Politie en geheime diensten zullen ons nooit voor honderd procent kunnen beschermen tegen de aanvallen van islamfundamentalisten. Daartoe is er binnen de islam een revolutie nodig die aan dergelijke excessen elke theologisch grondslag ontneemt. De hoop op een spoedige ontwikkeling in die richting is bescheiden; de moslims zouden een historische lectuur van de koran moeten accepteren, en hem niet langer willen zien als het zuivere woord gods. Daar hebben echter ook vandaag nog vele christenen het lastig mee ten aanzien van de bijbel. Voor de anderen – atheïsten, agnostici, liberaal denkende christenen – heeft het beroemde gedicht van Yeats “The Second Coming” aan beklemmende actualiteit gewonnen:

Things fall apart; the centre cannot hold;
Mere anarchy is loosed upon the world,
The blood-dimmed tide is loosed, and everywhere
The ceremony of innocence is drowned;
The best lack all convictions, while the worst
Are full of passionate intensity.
De enige troost is dat Yeats dit gedicht neerschreef kort na de Eerste Wereldoorlog – toen hij reden had om aan te nemen dat de Westerse beschaving ten einde liep. Maar we zijn er nog steeds, en niet zinnens datgene prijs te geven dat voor ons beschaving heet.
_________________________
Alles gaat aan diggelen; het centrum gaat eraan;
Pure anarchie is op de wereld losgelaten,
Een troebel bloedgetij is los, en overal
Verzuipt der onschuld plicht en plegen;
De besten missen overtuiging, maar het uitschot
Barst van passie uit zijn voegen.

4 augustus 2005

De roep om censuur

.

Er zijn mensen die na lectuur van de Bijbel tot de conclusie komen dat ze de film The ten Commandments toch beter vonden.
Dat zijn uitzonderingen want meestal hoor je over boekverfilmingen het omgekeerde.

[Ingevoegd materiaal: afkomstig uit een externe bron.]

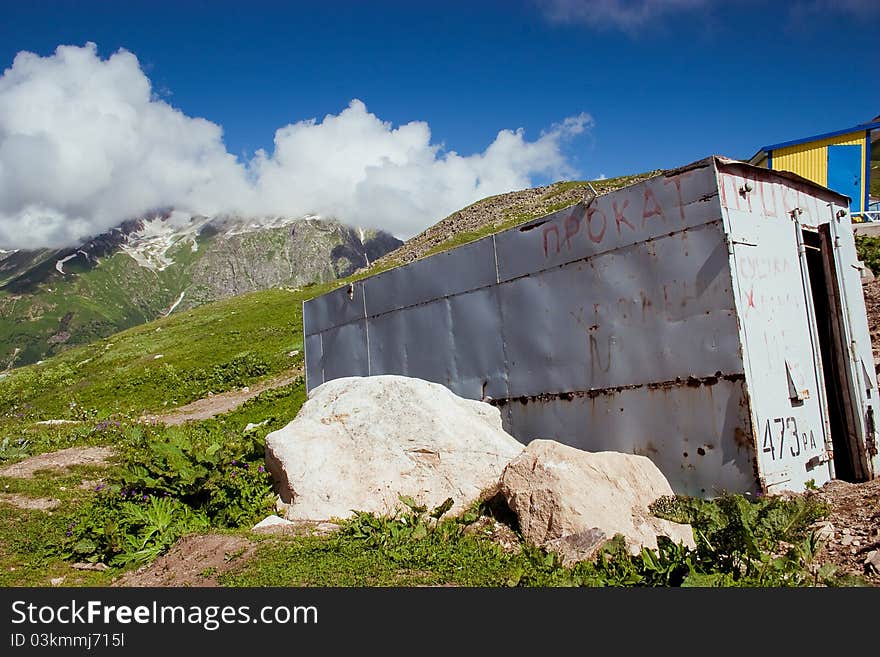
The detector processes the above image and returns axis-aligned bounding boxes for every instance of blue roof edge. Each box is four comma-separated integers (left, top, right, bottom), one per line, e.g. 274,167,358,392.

752,121,880,159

Kristien Hemmerechts, lees ik in De Standaard der Letteren, heeft zich twee DVD-s aangeschaft van The Postman Always Rings Twice. Ze heeft ook het boek gelezen van James M. Cain.

Over deze auteur zei de criticus Edmund Wilson: “A poet of the tabloid murder”. Later vond Tom Wolfe: “Nobody has ever quite pulled it off the way Cain does”. Albert Camus zei dat hij aan The Postman dacht toen hij L'Étranger schreef.°

Hemmerechts' oordeel is minder positief dan dat van deze groten, al vindt zij het boek toch beter dan de films:

Terecht een klassieker, ondanks het vaak schokkende racisme. Cora noemt haar man “a little soft greasy Greek guy with black kinky hair”. Het laatste wat ze wil is “a greasy Greek child”. Ze is woest wanneer Frank haar vanwege haar zwarte haar voor een Mexicaanse houdt. In 1934 was een Griek in Californië blijkbaar het equivalent van een moslimfundamentalist in Londen vandaag.

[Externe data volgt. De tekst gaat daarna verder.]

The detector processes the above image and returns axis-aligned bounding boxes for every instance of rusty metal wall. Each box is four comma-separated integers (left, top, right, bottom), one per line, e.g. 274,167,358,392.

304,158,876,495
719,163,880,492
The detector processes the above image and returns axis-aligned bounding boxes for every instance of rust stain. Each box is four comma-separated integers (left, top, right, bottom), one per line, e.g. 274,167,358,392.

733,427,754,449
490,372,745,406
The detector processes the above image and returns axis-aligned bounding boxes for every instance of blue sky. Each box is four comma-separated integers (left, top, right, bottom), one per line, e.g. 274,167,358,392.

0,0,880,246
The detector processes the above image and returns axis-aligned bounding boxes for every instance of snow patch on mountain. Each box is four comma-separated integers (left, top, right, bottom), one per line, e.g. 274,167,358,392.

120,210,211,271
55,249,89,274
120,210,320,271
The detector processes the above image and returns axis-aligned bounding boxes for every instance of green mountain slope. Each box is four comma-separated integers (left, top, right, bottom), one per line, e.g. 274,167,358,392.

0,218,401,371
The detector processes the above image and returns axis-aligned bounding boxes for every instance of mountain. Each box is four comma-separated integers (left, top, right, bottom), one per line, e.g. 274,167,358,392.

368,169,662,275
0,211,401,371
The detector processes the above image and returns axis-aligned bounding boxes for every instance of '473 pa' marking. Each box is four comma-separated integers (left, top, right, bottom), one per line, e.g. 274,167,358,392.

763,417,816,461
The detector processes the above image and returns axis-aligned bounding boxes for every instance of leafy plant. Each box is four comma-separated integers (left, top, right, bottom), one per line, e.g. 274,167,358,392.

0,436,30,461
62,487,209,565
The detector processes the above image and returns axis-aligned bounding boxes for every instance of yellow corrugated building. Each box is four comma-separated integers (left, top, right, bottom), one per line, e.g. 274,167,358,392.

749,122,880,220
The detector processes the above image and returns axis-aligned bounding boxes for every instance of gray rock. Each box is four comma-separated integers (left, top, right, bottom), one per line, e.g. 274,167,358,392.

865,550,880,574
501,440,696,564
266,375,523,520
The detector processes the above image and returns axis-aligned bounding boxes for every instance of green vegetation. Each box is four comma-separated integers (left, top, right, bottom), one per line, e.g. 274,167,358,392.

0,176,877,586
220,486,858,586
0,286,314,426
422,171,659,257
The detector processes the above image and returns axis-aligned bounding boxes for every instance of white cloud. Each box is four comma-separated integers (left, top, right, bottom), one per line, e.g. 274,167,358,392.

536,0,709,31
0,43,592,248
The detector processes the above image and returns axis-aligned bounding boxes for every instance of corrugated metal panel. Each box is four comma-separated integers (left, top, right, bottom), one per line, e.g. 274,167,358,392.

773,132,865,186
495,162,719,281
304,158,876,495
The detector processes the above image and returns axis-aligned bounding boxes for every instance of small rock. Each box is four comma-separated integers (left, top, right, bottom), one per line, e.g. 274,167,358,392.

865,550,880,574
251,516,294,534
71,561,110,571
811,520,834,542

"Ondanks"? Ja, dat zulke zinnen als a little soft greasy Greek guy toen nog gedrukt mochten worden! Cora mag haar vent dan beu zijn, ze kon dat op een beleefdere manier gezegd hebben. Schokkend dus, sterk allitererend ook, maar racistisch zou ik haar zin niet meteen noemen, omdat ik geen apart ras van Grieken ken. En dan weigert die Cora ook nog om voor een Mexicaanse door te gaan, en Cain mag dat allemaal schaamteloos opschrijven. Auteurs hadden toen wel érg veel vrijheid.

Wat die Londense moslimfundamentalisten hier komen zoeken is mij niet duidelijk*, en dat spijt mij want er moet een logica zijn aangezien Hemmerechts het woord “blijkbaar” gebruikt. Misschien is dat een kleine stilistische zwakte in een weliswaar truttig, maar verder nog behoorlijk geschreven stukje.
*L'amalgame, c'est la défaite de la pensée, le degré zéro de la réflexion
(Elisabeth Badinter)

° Postscriptum: De Morgen, 27 januari 2010.

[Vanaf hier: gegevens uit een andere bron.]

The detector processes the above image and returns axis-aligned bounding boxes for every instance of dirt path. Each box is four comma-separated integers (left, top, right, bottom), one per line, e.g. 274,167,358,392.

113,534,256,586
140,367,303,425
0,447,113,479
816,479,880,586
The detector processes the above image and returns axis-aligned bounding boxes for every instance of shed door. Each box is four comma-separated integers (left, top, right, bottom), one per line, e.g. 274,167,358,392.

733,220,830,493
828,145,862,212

'Liefdeshistories. Dat is de agenda’

DM: [...] En zo zijn we meteen beland bij het onderscheid tussen misdaadliteratuur en literatuur met grote L. Het is een cliché, maar heel wat sublieme Amerikaanse schrijvers stierven miskend in het gettogenre. Jim Thompson en James M. Cain, bijvoorbeeld.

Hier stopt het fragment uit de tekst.